Due to the big size of the `xml` we opted for a parser which registers callbacks for events of interes and then let the parser proceed through the document. The text of the article has not been preprocessed since for the purpose of our analysis we are not going to analyze the text in itself.

Hence, we proceed parsing the Italian corpus using the `parse_articles` function stored in [`wiki_parser`](wiki_parser.py) library - it basically activates the parser.

In [4]:
# Parse italian corpus
parse_articles('ita', path + xml_files[0], 'Matteo Renzi')

Then move towards the Portuguese one.

In [5]:
# Parse portuguese corpus
parse_articles('port', path + xml_files[1], 'Matteo Renzi')
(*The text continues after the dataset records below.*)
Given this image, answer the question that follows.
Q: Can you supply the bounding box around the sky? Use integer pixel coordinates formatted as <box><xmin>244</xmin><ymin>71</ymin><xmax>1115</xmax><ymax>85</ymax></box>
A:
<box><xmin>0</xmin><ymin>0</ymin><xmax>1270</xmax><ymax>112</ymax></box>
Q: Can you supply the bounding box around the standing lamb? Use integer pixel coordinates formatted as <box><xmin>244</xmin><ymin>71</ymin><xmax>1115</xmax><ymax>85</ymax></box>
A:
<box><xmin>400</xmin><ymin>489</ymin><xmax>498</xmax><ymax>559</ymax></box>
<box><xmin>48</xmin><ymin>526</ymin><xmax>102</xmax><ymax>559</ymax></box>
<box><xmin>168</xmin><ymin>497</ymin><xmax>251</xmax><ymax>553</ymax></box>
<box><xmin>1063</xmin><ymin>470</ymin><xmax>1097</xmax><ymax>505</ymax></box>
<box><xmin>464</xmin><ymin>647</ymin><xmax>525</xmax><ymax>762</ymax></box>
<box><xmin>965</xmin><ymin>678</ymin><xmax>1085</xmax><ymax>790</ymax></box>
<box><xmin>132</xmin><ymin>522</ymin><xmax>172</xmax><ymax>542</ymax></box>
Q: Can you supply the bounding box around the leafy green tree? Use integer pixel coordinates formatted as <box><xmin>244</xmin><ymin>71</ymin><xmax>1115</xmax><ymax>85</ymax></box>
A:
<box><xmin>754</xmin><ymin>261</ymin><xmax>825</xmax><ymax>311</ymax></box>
The articles are filtered according to the presence of the mention to Matteo Renzi, those in Italian have been stored in a [`.json`](Corpus/wiki_ita_matteo_renzi.json) file whose each line corresponds to a page (`title`, `text`). The same holds for the [articles](Corpus/wiki_port_matteo_renzi.json) in Portuguese. The two corpora are authomatically stored in the folder [`Corpus`](https://github.com/CriMenghini/Wikipedia/tree/master/Corpus).

                                  {"title": "title_1", "text": "text_1"}
                                                        ...
                                                        ...
                                  {"title": "title_n", "text": "text_n"}

### 2. Rank articles according to November pageviews <a name="parse"></a>

Once the data has been filtered, we proceed with a *simple* analysis of the pageviews. In particular, using the [`article_df_from_json`](pageviews.py) function, all the article titles are extracted from the corpus and then stored in a `DataFrame`.

In [3]:
# Get the df for the Italian articles
df_it_titles = article_df_from_json('Corpus/wiki_ita_Matteo_Renzi.json')

# Get the df for the Portuguese articles
df_pt_titles = article_df_from_json('Corpus/wiki_port_Matteo_Renzi.json')

Take a look at the obtained `DataFrame`.

In [5]:
df_it_titles.sample(5)

Unnamed: 0,Title
255,The Huffington Post
308,Malala Yousafzai
205,Anna Cappellini
25,Sergio Chiamparino
278,Italialand


Thus, we extract the number of monthly pageviews for each article related to the languages of interest (i.e. `it` and `pt`) from the *pageviews* file - [Additional data](https://github.com/CriMenghini/Wikipedia/tree/master/Mention) in the `README`. To filter the file we use the [`filter_pageviews_file`](pageviews.py) function and get a dictionary of dictionaries with the following structure (according to our example):

                                {'it':{'Title_1':'No pageviews',
                                               ...
                                       'Title_n':'No pageviews'},
                                 'pt':{'Title_1':'No pageviews',
                                               ...
                                       'Title_k':'No pageviews'}}

In [6]:
# Pageviews file
pageviews_file = 'pagecounts-2016-11-views-ge-5-totals'

# Filter the pageview file
articles_pageviews = filter_pageviews_file(path + pageviews_file, ['pt','it'])

Thus, a right-join between the `DataFrames`, namely the one obtained from the pageviews and the other obtained from from the corpus, is performed. It results that both for the Italian and Portuguese articles there aare articles that mention Matteo Renzi that have not been visualized in November. The `define_ranked_df` function is stored in the [`pageviews`](pageviews.py) library.

In [7]:
ranked_df_ita = define_ranked_df(articles_pageviews, 'it', df_it_titles)
ranked_df_ita.head(10)

Over the whole number of articles in the corpus  39  have not been visited during the considered perion.


Unnamed: 0,Title,Pageviews
235,Marco Travaglio,19795.0
196,Pif (conduttore televisivo),19557.0
457,Partito Democratico (Italia),11653.0
398,Vittorio Sgarbi,11324.0
425,Malala Yousafzai,9452.0
436,Jobs Act,8908.0
403,Enrico Letta,7791.0
473,Startup (economia),7698.0
148,Marianna Madia,7608.0
76,Nuovo Centro Congressi,6894.0


In [9]:
ranked_df_port = define_ranked_df(articles_pageviews, 'pt', df_pt_titles)
ranked_df_port.head(10)

Over the whole number of articles in the corpus  4  have not been visited during the considered perion.


Unnamed: 0,Title,Pageviews
24,Partido Democrático (Itália),567.0
36,Lista de chefes de Estado e de governo atuais,410.0
30,G7,259.0
6,Federica Mogherini,215.0
26,G20,185.0
4,Centro-esquerda,141.0
35,Privatização,93.0
11,Lista de chefes de Estado e de governo por dat...,83.0
10,9.ª reunião de cúpula do G20,81.0
16,10.ª reunião de cúpula do G20,70.0